Howard Lutnick, Chairman and Chief Executive Officer of BGC, commented in the announcement, “We believe the combination of BGC and GFI will create a strong and diversified company, well positioned to capture future growth opportunities. Through this combination, we expect to deliver substantial benefits to customers of the combined company, and we expect to become the largest and most profitable wholesale brokerage company.”
The President of BGC, Shaun Lynn, stated, “This is a highly complementary combination, which will result in meaningful economies of scale. While the front office operations will remain separately branded companies, we plan on integrating the back office, technology, and infrastructure of these two companies in a smart and deliberate way.”
“By the end of the first year, we expect to save at least $50 million annually on items including network infrastructure, telephone lines, data centers, vendors, disaster recovery, regulatory capital, and interest expense. We expect further cost savings in the second year and beyond. We also expect to generate increased productivity per broker and to continue converting voice and hybrid broking to more profitable fully electronic trading, all of which should lead to increased revenues, profitability and cash flows,” he concluded.

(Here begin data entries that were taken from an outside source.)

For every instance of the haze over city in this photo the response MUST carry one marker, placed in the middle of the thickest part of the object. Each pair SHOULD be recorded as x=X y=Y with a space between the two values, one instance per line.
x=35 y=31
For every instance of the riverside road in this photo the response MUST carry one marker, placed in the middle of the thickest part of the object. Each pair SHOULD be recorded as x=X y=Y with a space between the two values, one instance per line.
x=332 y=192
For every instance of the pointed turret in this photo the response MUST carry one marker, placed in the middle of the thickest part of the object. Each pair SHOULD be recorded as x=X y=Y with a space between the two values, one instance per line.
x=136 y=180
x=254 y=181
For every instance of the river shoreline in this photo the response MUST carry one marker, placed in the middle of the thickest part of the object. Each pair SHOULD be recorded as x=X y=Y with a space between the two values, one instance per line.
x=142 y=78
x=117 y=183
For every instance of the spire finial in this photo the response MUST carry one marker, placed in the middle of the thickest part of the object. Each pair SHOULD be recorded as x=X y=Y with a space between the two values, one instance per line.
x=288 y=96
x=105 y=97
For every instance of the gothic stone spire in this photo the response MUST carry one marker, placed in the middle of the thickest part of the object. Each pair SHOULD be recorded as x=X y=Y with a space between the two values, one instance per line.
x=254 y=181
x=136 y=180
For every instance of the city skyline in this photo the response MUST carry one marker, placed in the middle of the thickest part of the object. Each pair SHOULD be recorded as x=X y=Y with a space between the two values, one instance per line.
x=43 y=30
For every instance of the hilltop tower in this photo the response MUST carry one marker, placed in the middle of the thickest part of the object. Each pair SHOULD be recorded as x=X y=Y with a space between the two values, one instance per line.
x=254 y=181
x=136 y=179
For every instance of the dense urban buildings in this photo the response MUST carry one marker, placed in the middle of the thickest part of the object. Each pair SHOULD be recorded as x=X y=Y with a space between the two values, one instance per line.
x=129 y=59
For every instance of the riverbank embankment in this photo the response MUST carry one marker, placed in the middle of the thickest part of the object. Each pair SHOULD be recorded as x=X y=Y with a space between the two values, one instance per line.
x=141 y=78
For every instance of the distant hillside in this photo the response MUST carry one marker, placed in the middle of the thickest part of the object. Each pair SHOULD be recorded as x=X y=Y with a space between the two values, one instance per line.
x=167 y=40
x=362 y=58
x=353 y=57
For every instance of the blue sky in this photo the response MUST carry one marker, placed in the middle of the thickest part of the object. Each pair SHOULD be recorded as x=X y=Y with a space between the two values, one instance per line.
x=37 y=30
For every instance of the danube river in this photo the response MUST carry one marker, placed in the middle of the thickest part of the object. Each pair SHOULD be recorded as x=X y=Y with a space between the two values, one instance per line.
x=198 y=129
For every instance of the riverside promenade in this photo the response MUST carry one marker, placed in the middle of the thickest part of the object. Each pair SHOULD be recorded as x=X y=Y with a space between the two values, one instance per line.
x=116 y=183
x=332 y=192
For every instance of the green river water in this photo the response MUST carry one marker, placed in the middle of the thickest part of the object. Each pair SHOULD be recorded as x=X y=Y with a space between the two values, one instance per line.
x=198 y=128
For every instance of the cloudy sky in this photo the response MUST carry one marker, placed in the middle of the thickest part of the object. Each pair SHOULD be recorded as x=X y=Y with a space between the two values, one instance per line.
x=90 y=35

The companies also announced that as part of the agreement with GFI, Marisa Cassoni, Frank Fanzilli Jr. and Richard Magee have resigned from the GFI Board. BGC has designated six directors to the expanded eight-member GFI Board. Three of these new board members are independent directors nominated by BGC. The new board members are Howard Lutnick, Chairman and Chief Executive Officer of BGC, Shaun Lynn, President of BGC, Stephen Merkel, Executive Vice President, General Counsel and Secretary of BGC, William J. Moran, Former Executive Vice President, JPMorgan Chase & Co., Peter J. Powers, President and Chief Executive Officer, Powers Global Strategies LLC and Michael Snow, Managing Member and Chief Investment Officer of Snow Fund One, LLC.